Литмир - Электронная Библиотека
A
A

И тут Борис приврал, приукрасил слышанное от грека. Андрей Манкевич, поляк, поступивший на русскую службу, состоял восемь лет в Посольском приказе. Вот и все. Однако рассудить можно – был бы он ленив и нерасторопен, не взял бы его Хилков с собой секретарем.

– Я провожал их, Андрея и князя…

Не было того, не провожал. А с Хилковым знаком хорошо, учились вместе в Венеции. Человек сложения рыхлого, грузного, двигался и соображал медленно. Зубрил науку ночами, зато помнил твердо. На Ламбьянке прозвали светлейшего увальня Квашней.

– Хворает князь, хворает благодетель, – сказал старик грустно.

– Пишет Андрей? – воскликнул Борис, изобразив удивление и радость, хотя был осведомлен от того же грека – вести до отца каким-то способом доходят.

Часто ли пишет?
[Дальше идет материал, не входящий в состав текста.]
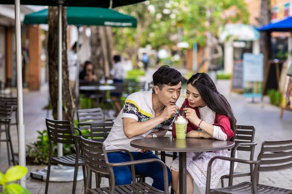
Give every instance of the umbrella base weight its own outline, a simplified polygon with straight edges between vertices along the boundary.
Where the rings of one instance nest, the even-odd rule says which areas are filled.
[[[34,179],[46,181],[47,178],[47,167],[41,170],[39,170],[30,173],[30,177]],[[50,173],[50,182],[73,181],[74,178],[74,168],[63,166],[61,168],[58,166],[51,166]],[[79,170],[77,173],[77,180],[83,180],[82,171]]]

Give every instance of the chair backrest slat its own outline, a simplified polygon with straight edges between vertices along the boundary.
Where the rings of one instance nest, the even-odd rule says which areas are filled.
[[[253,141],[255,129],[253,126],[238,125],[235,134],[235,143],[250,143]],[[250,146],[238,146],[237,150],[241,151],[251,151]]]
[[[49,140],[56,143],[75,144],[72,134],[72,125],[70,121],[52,120],[46,118],[46,124]]]
[[[107,167],[108,160],[103,144],[83,137],[81,137],[80,141],[86,166],[94,172],[110,175],[109,169],[111,168]]]
[[[112,129],[114,123],[93,123],[90,127],[91,139],[103,142]]]
[[[258,157],[260,161],[258,171],[275,171],[292,168],[291,152],[292,140],[264,142]]]
[[[102,110],[100,108],[88,108],[77,111],[77,118],[79,124],[82,123],[102,122],[104,121]],[[79,125],[81,129],[89,129],[90,124]]]

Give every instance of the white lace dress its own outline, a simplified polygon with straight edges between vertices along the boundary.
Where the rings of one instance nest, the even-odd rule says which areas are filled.
[[[201,119],[209,124],[213,124],[215,120],[215,113],[207,106],[198,108]],[[220,127],[214,126],[213,138],[225,140],[227,135],[222,131]],[[190,152],[187,153],[187,170],[192,176],[201,194],[205,193],[207,177],[207,169],[210,159],[217,156],[230,157],[231,151],[227,149],[212,152]],[[237,158],[236,153],[235,157]],[[178,158],[169,165],[169,168],[178,172],[179,171]],[[230,163],[222,160],[216,159],[212,165],[211,176],[211,188],[216,188],[220,177],[229,173]],[[234,168],[237,163],[234,163]]]

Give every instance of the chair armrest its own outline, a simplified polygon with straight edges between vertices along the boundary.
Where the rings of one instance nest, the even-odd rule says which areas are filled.
[[[157,158],[151,158],[148,159],[143,159],[133,161],[129,162],[124,162],[120,163],[110,163],[108,165],[111,167],[118,167],[119,166],[129,166],[133,165],[141,164],[151,162],[157,162],[159,163],[162,167],[163,170],[163,177],[164,179],[164,187],[165,193],[168,193],[168,175],[167,173],[167,169],[166,165],[163,161]],[[135,181],[135,170],[132,172],[132,181],[134,182]]]
[[[240,145],[250,146],[254,147],[258,145],[256,142],[246,142],[245,143],[236,143],[234,147],[231,149],[231,156],[234,158],[235,156],[235,151],[237,150],[238,147]]]
[[[215,156],[212,158],[209,161],[208,167],[207,170],[207,180],[206,183],[206,194],[210,194],[210,185],[211,184],[211,170],[212,168],[212,163],[216,159],[219,159],[224,160],[227,160],[232,162],[237,162],[240,163],[243,163],[249,164],[259,164],[259,161],[247,160],[239,159],[234,158],[226,157],[223,156]],[[232,175],[230,175],[230,178],[232,178]]]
Здоров ли?

Просит не печалиться, здоров и арестантское свое житье переносит бодро. Шведы его не обижают, в городе он ходит, где хочет, только за ворота выйти не смеет. Хилкова, посла российского, держат строго, а ему дана льгота, как подданному Речи Посполитой, понеже король Станислав с Карлом в союзе.

Эльяш выронил вилку, смахнул слезу. Дождется ли он сына? Мальчик имеет надежду. Спрашивал, жива ли Анежка-кормилица, высоко ли вырос дуб… Сам посадил дерево, пять лет исполнилось ему тогда.

Старик умолк и заплакал робко, тихо. Борис перегнулся через стол, сжал костлявые плечи, – горемычный шляхтич, отец неведомого Андрея, сделался вдруг по-настоящему близок.

– Не нынче – завтра виктория над шведом… Свидитесь, ждать теперь недолго…

Кем же, чьим же старанием учреждена почта между Вестеросом, городом на земле свейской, и фольварком Манкевича, что под Ярославом?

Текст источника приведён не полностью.